Senators have reached an agreement about the proposed stimulus package. Christian Bale got in trouble this week for a profanity-laced rant he unleashed on the set of the latest Terminator movie (Bale has apologized). I'm not going to link directly to an audio of his rant, because this is a family-friendly blog. Maybe he's frustrated at following in other actors' footsteps; he is the third John Connor and the fourth modern Batman.
Those two news items don't seem like they have much to do with each other. But work with me for a minute. There's an old saying in politics that those who like sausage and legislation should watch neither being made. The same could be said, to an extent, for art. Art can be beautiful, funny, inspiring, tragic. But the process of making it (particularly movies) is rarely beautiful or inspiring (although it can definitely be funny or tragic).

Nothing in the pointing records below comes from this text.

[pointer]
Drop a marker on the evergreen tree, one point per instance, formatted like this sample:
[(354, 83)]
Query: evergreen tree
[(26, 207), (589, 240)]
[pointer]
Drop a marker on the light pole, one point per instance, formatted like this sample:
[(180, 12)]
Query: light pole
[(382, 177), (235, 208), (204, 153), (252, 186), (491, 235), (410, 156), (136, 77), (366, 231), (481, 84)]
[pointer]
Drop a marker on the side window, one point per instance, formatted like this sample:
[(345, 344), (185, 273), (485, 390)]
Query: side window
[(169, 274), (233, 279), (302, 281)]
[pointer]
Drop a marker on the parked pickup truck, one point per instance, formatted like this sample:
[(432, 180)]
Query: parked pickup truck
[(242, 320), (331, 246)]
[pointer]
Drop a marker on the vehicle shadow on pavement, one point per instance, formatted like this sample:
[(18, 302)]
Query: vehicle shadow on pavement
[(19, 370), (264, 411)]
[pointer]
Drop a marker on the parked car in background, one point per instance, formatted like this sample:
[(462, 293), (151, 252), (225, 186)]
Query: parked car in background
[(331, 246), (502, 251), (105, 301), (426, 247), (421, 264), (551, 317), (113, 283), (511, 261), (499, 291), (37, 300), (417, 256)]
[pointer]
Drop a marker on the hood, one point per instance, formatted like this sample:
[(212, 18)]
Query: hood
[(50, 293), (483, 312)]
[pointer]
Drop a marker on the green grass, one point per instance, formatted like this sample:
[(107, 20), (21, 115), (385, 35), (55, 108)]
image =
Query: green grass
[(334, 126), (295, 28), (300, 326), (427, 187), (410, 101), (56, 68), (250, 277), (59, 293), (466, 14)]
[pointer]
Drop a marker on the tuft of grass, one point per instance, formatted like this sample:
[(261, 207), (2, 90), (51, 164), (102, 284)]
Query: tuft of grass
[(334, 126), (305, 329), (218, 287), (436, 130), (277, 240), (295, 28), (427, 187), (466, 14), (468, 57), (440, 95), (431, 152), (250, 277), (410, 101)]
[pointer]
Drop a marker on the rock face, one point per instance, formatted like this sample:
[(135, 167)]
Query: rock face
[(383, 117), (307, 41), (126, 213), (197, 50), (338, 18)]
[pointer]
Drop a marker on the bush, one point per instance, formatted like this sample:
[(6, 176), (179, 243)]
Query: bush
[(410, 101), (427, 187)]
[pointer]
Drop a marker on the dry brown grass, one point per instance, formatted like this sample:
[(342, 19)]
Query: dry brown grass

Christian Bale's rant is unusual only because it was made public. There are many stories about movie stars acting badly on set. But they are, for the most part, just that: stories. Until now, there wasn't much hard physical evidence of a movie star being a jerk on set. Christian Bale just happened to be mouthing off within range of a live microphone in the age of the Internet. A political columnist (I can't remember who) gave this advice to pundits and politicians after one too many people were caught saying things they shouldn't have: if you are in front of a microphone, assume it is live and recording. The same is true of movie sets, particularly since they use some microphones that record over a much greater distance the ones in a TV set or on a podium. The whole point of making a movie, after all, is that it will ultimately be released to the public.
And we are now watching legislation being made in a much more intimate way than we did previously. There's a reason for the phrase "behind closed doors" and the cliche "smoke-filled back rooms." The process of coming up with enough compromises to make a piece of legislation passable was one that went on out of sight of the public. Not so much anymore. We know that Ben Nelson, Susan Collins, and Arlen Specter were key Republicans engaged in the final negotiations. The smoke-filled room was Harry Reid's office. I read about this on several different Websites within a few minutes of when it happened.
So those of us who are paying attention to these things are a little more aware of what happens behind the curtains. Christian Bale's reputation will probably never quite recover. No one is going to be quite satisfied with the stimulus, because we all know exactly who got what, and most people who see a program that they favor being cut are going to be upset about that part of the package.
But what the Internet takes away it also restores. Christian Bale apologized on a radio station in LA; Entertainment Weekly put it on its Website. It's also part of pop culture in ways no one would have imagined. Stephen Colbert parodied Bale's rant with Steve Martin as the target of his venom; I saw a mashup of Bill O'Reilly and Bale's rant. Bale apologized, and he was in one of the best movies of last year. If he can show the world that he can laugh at himself, maybe he'll come out even better. I have an idea: he should parody himself, but instead of ranting at a crew member, he should drop some f-bombs at the Academy, for not nominating Dark Knight for Best Picture or Christopher Nolan for Best Director. That could be funny. If Heath Ledger doesn't win Best Supporting Actor, he will have millions of people's permission to let loose.
As for the stimulus, disillusionment and discouragement seemed to set in in some quarters almost as fast as hope bloomed after November 4th. I do not countenance any cynicism at this point, and will not even begin to contemplate it for myself. The package came together quickly, and it looks like Obama will sign it less than a month after taking office. Part of the reason for the alacrity is the speed of communication these days. We all know how bad the economy is, and we all hear the same horrible news instantly.
Those who like legislation and sausage should watch neither being made. And if you don't have a strong stomach for constant setbacks and rejection, stay away from Hollywood. But the most difficult movies to make can be funny and inspiring. And two of the greatest speeches in American history were given in the middle of, and at the end of, our worst war: Lincoln's Gettysburg Address, and his Second Inaugural. We are in a horrible economic crisis. Our Senators and Representatives just came up with a plan that may or may not solve this crisis.
Christian Bale finished making Terminator: Salvation, presumably without further incident; that tirade is actually from last July. The process of coming up with the stimulus was not pretty. But it's done. Time to clean up the details, watch Obama make great speeches pitching it to the American people, watch him sign it, have a few beers, maybe an apple martini, and then cross our fingers and pray that this actually works. Which I look forward to hearing about on multiple blogs, nytimes.com, and washingtonpost.com.